Feds proving Internet-adept and inept at same time

photo Health and Human Services Secretary Kathleen Sebelius testifies on Capitol Hill in Washington on Wednesday before the House Energy and Commerce Committee hearing on the difficulties plaguing the implementation of the Affordable Care Act. The Obama administration claims the botched rollout was the result of contractors failing to live up to expectations - not bad management at HHS. As the public face of President Barack Obama's signature health care program, Sebelius has become the target for attacks over its botched rollout with Republicans, and even some Democrats, calling for her to resign.

WASHINGTON - When it comes to computers, the Obama administration appears simultaneously to be a bungling amateur and a stealthy wizard. The same government that reportedly intercepted the communications of America's leading consumer technology firms, Google and Yahoo, without leaving a trace is scorned because it can't build a working federal website for health insurance.

In a single day in the nation's capital, extremes of the impressive successes and stunning failures of the Internet age were on full display.

Computer professionals said the government can be both adept and inept at the same time because the tasks are so different and for reasons involving who is doing it, for how much money, how long it takes and how publicly it is done.

Under a classified project called MUSCULAR, the National Security Agency has secretly broken into the main communications links that connect Google and Yahoo data centers around the world, The Washington Post reported Wednesday, citing documents obtained from former NSA systems analyst Edward Snowden. In the past 30 days, the NSA swept up and processed more than 180 million new records, including metadata indicating who sent and received emails and when it happened, the Post reported.

Across town, Health and Human Services Secretary Kathleen Sebelius was apologizing to Congress over the bungled healthcare.gov website. New documents obtained by The Associated Press showed that officials had worried that a lack of website testing posed a potentially high security risk. In yet another conflict-riddled Capitol Hill hearing, a congressman told Sebelius that she had put Americans' personal financial information at risk.

The difference? National priorities, including big differences in how much the government spends, plus the talent and expertise of the people the government hires.

The NSA's annual budget was just over $7 billion in fiscal 2013, according to budget documents leaked by Snowden. The budget for the entire Health and Human Services Department was less than $1 trillion, and it spent $118 million on the website plus about $56 million on other IT to support the website, Sebelius said Wednesday.
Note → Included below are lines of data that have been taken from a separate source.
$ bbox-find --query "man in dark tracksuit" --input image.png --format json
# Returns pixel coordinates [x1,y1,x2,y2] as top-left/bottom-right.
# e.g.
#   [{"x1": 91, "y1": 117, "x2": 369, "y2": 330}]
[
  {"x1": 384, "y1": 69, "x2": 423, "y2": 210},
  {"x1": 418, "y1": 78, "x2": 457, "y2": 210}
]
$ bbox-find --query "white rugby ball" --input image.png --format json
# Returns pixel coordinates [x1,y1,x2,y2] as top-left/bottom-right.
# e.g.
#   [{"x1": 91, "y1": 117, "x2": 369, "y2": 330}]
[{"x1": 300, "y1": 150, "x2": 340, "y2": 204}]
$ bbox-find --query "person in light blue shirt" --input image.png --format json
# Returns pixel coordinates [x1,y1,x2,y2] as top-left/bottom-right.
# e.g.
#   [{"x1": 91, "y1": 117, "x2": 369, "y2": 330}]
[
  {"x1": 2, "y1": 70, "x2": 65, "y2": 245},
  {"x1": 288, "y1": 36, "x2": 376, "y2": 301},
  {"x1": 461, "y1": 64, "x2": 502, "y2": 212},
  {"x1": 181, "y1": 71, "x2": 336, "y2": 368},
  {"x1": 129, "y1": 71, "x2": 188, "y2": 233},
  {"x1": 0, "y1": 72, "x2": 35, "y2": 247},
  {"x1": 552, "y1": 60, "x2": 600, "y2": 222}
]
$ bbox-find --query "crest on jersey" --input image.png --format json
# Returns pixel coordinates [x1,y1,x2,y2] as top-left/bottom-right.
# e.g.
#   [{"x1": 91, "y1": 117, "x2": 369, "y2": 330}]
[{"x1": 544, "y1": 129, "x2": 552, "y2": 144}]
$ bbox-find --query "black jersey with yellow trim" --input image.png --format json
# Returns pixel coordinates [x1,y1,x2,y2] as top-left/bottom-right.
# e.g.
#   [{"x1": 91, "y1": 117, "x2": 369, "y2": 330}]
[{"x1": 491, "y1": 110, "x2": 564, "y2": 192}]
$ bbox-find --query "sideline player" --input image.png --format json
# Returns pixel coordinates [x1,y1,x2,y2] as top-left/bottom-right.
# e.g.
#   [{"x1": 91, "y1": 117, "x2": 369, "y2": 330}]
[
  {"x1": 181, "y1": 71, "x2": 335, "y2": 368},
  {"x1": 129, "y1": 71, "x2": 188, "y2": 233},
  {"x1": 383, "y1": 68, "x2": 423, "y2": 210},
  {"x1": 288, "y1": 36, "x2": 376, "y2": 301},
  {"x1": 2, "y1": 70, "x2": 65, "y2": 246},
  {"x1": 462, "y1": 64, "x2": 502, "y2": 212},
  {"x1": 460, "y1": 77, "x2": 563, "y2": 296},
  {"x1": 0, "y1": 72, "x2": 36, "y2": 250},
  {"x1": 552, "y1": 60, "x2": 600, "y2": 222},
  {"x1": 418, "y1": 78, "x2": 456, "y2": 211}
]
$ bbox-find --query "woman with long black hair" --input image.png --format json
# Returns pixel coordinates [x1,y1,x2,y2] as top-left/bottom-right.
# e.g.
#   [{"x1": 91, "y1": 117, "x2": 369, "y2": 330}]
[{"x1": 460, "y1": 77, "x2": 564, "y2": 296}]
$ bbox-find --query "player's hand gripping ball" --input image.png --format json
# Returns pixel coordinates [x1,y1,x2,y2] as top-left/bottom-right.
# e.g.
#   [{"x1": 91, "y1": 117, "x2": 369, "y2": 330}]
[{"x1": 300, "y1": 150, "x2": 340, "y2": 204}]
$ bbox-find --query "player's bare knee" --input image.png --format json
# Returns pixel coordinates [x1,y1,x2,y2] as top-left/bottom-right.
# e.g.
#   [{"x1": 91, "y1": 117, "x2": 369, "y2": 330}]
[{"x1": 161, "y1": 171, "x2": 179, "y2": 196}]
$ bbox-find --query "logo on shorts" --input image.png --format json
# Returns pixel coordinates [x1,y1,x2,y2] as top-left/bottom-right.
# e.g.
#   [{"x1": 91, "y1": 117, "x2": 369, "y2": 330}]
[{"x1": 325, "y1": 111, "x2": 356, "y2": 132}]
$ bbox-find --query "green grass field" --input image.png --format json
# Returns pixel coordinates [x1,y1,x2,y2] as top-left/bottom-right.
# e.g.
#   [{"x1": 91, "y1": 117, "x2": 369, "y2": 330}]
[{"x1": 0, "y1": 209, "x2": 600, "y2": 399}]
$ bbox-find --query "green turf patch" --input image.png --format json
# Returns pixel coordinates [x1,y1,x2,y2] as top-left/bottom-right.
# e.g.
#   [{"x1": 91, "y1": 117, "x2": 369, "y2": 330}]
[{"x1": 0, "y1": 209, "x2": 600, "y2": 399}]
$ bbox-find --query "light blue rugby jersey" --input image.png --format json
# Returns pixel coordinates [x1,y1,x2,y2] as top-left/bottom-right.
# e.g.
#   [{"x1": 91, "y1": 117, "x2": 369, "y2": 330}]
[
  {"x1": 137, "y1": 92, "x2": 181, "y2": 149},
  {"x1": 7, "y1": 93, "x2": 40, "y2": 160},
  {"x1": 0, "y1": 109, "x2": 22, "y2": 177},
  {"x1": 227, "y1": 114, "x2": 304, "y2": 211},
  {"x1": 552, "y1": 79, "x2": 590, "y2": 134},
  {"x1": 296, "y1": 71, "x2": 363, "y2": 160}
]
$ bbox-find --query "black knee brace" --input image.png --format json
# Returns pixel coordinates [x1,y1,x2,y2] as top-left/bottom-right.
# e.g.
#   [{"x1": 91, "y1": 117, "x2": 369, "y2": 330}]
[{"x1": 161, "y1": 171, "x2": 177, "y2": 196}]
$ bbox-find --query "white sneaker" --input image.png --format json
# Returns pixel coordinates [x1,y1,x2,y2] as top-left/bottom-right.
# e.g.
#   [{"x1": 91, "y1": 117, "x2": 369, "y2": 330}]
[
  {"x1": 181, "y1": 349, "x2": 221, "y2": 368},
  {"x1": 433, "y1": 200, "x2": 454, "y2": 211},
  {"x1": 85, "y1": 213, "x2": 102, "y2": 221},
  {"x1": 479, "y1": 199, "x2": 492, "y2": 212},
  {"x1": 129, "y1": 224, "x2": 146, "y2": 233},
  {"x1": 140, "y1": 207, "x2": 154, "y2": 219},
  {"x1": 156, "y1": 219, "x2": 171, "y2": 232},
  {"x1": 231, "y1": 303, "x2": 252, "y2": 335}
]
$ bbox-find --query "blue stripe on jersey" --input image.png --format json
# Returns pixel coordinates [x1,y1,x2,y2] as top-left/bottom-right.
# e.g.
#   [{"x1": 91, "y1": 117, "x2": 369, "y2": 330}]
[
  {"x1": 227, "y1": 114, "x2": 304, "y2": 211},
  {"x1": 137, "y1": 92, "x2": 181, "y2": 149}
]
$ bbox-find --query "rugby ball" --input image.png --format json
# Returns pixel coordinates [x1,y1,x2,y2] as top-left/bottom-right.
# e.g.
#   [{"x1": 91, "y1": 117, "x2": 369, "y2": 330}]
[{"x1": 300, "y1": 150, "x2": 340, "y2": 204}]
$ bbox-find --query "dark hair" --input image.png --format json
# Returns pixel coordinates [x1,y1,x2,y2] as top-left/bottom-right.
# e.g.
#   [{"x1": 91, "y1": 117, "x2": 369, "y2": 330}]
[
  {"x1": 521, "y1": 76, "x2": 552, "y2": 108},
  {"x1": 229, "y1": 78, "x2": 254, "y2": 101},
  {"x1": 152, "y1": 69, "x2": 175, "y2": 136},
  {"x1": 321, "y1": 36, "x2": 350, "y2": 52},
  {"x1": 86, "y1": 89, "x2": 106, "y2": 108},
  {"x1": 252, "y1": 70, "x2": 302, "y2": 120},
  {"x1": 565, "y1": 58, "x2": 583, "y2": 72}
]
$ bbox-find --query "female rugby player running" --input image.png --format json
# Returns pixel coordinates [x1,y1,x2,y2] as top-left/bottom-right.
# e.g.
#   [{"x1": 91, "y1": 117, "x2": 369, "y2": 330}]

The NSA is famous for employing small focused teams of highly talented, highly recruited experts with special skills, said Chris Wysopal, a former hacker who is chief technology officer for Veracode in Burlington, Mass. But the Health and Human Services Department's website designers? "They are sort of your average developers," he said.

Ex-hacker Marc Maiffret, who once wore his hair green in spikes and is the chief technology officer at BeyondTrust of San Diego, said Beltway contractors who work on civilian technology projects usually are over-budget and under-performing. Teams putting together large IT systems are complex and must coordinate across different government agencies, insurance companies, states and contractors.

"They may have underestimated the complexity when they started on it, which is again not surprising," said Purdue University computer science professor Gene Spafford.

Motivation is important too. Patriotic hacking on behalf of the NSA is exciting, especially among the mostly young and mostly male demographic.

"Breaking in, it feels like special ops," Wysopal said. "Building something feels probably like you're in the Corps of Engineers. You're just moving a lot of dirt around."

It's also widely understood to be easier to break something down than to build it. Siphoning the Google and Yahoo data is simpler to do than building a secure website for millions of people to get health care, Wysopal and Maiffret said.

Besides, if the NSA had failed to collect all the data it wanted during a classified mission, few people would learn about it -- unlike what happened almost immediately when the health care website was launched and immediately experienced problems, said Matt Green, a computer science professor at Johns Hopkins University.

"If the NSA doesn't do something, you and I don't hear about it," Green said.

The government generally spends more money researching how to attack, not defend, computers, said Spafford, director of the Center for Education and Research in Information Assurance and Security at Purdue.

The apparent contradiction between health care and the NSA, Spafford said, "is what makes computers magical."